You are viewing a plain text version of this content. The canonical link for it is here.

Posted to common-user@hadoop.apache.org by Mark Kerzner <ma...@gmail.com> on 2009/03/24 05:23:24 UTC

Broder or other near-duplicate algorithms?

Hi,

does anybody know of an open-source implementation of the Broder
algorithm<http://www.std.org/%7Emsm/common/clustering.html>in Hadoop?
Monika Henzinger reports
having done <http://ltaa.epfl.ch/monika/mpapers/nearduplicates2006.pdf> so
in MapReduce, and I wonder if somebody has repeated her work in open source?

I am going to do this if there is no implementation yet, and then I will ask
what I can do with the code.

Cheers,
Mark

Re: Broder or other near-duplicate algorithms?

Posted by Mark Kerzner <ma...@gmail.com>.

Yi-Kai,
that's good to know - and I have read this article - but is your code
available?

Thank you,
Mark

On Tue, Mar 24, 2009 at 9:51 AM, Yi-Kai Tsai <yi...@yahoo-inc.com> wrote:

> hi Mark
>
> we had done something on top of hadoop/hbase (mapreduce for evaluation ,
> hbase for  online serving )
> by reference http://www2007.org/papers/paper215.pdf
>
>  Hi,
>>
>> does anybody know of an open-source implementation of the Broder
>> algorithm<http://www.std.org/%7Emsm/common/clustering.html>in Hadoop?
>> Monika Henzinger reports
>> having done <http://ltaa.epfl.ch/monika/mpapers/nearduplicates2006.pdf>
>> so
>> in MapReduce, and I wonder if somebody has repeated her work in open
>> source?
>>
>> I am going to do this if there is no implementation yet, and then I will
>> ask
>> what I can do with the code.
>>
>> Cheers,
>> Mark
>>
>>
>
>
> --
> Yi-Kai Tsai (cuma) <yi...@yahoo-inc.com>, Asia Search Engineering.
>
>

Re: Broder or other near-duplicate algorithms?
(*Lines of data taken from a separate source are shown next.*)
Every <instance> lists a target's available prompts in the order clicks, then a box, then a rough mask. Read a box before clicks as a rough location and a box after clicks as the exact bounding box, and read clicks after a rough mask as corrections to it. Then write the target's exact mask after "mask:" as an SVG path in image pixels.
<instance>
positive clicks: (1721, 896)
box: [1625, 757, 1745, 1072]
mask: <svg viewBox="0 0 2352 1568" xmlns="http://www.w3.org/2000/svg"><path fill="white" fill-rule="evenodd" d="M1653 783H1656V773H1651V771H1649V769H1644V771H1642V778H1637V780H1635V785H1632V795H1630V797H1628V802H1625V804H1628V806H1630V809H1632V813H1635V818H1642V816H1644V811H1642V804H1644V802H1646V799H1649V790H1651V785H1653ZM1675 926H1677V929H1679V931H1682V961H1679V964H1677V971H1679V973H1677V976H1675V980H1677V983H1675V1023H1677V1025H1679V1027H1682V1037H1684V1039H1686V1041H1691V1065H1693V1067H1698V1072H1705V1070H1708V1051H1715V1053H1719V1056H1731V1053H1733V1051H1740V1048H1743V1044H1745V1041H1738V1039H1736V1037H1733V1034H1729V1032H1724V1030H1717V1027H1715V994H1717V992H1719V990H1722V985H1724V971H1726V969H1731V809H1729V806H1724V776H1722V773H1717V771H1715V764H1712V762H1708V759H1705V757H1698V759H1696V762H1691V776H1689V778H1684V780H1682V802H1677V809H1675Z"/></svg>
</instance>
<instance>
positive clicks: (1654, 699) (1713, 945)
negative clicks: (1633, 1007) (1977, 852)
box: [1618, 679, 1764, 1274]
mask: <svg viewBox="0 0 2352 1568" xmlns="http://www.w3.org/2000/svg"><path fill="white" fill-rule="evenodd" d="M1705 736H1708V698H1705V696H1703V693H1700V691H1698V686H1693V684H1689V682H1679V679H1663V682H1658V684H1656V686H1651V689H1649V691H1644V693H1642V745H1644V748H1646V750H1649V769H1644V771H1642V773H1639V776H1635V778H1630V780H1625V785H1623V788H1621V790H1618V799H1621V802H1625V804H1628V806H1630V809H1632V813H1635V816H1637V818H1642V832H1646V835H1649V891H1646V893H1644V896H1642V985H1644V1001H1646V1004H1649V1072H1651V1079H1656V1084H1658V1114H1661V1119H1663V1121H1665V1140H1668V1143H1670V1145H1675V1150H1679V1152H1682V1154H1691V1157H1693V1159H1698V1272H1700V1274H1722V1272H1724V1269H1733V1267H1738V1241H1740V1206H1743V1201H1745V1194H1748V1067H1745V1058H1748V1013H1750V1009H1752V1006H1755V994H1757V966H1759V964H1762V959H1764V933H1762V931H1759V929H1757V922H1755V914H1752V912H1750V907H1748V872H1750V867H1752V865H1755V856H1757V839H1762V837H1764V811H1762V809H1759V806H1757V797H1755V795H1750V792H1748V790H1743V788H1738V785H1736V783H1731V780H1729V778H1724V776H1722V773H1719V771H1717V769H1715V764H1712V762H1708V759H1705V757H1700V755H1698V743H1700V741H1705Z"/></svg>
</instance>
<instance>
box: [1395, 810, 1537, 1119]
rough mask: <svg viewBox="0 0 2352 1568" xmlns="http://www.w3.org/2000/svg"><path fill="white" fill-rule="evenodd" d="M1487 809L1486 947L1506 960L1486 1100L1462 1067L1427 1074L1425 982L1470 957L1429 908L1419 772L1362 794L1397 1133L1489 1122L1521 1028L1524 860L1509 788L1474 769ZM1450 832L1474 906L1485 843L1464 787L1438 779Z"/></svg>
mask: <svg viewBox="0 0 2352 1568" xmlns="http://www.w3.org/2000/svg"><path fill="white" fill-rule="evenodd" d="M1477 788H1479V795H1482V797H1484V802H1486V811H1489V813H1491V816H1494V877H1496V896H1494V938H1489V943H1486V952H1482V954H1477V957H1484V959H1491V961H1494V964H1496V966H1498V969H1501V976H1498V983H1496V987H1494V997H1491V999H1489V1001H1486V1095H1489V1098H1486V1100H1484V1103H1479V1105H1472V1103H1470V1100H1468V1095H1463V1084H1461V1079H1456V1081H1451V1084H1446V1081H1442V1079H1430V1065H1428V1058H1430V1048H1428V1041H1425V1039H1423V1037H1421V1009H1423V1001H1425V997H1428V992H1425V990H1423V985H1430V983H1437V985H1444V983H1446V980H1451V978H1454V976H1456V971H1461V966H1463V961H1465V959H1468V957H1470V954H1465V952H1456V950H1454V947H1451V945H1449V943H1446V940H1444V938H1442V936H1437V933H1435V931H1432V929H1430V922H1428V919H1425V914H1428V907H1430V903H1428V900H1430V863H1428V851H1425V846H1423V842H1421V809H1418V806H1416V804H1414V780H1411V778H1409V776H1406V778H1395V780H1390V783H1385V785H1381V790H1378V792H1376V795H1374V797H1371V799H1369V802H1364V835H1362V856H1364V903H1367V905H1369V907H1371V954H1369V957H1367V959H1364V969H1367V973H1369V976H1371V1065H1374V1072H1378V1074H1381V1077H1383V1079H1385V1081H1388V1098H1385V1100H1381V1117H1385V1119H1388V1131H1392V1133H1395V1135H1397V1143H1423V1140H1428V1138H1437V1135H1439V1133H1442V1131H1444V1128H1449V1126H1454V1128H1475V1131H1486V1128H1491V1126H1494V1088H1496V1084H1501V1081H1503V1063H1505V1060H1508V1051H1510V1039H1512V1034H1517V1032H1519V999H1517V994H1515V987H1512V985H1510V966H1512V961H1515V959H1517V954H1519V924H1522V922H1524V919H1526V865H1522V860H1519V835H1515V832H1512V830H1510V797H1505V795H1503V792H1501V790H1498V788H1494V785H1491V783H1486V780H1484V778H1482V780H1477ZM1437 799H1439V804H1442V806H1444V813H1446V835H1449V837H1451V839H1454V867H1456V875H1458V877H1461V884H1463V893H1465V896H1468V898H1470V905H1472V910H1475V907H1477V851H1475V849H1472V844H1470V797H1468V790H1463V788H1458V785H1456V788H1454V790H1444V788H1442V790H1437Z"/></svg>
Posted by Yi-Kai Tsai <yi...@yahoo-inc.com>.

hi Mark

we had done something on top of hadoop/hbase (mapreduce for evaluation , 
hbase for  online serving )
by reference http://www2007.org/papers/paper215.pdf

> Hi,
>
> does anybody know of an open-source implementation of the Broder
> algorithm<http://www.std.org/%7Emsm/common/clustering.html>in Hadoop?
> Monika Henzinger reports
> having done <http://ltaa.epfl.ch/monika/mpapers/nearduplicates2006.pdf> so
> in MapReduce, and I wonder if somebody has repeated her work in open source?
>
> I am going to do this if there is no implementation yet, and then I will ask
> what I can do with the code.
>
> Cheers,
> Mark
>   


-- 
Yi-Kai Tsai (cuma) <yi...@yahoo-inc.com>, Asia Search Engineering.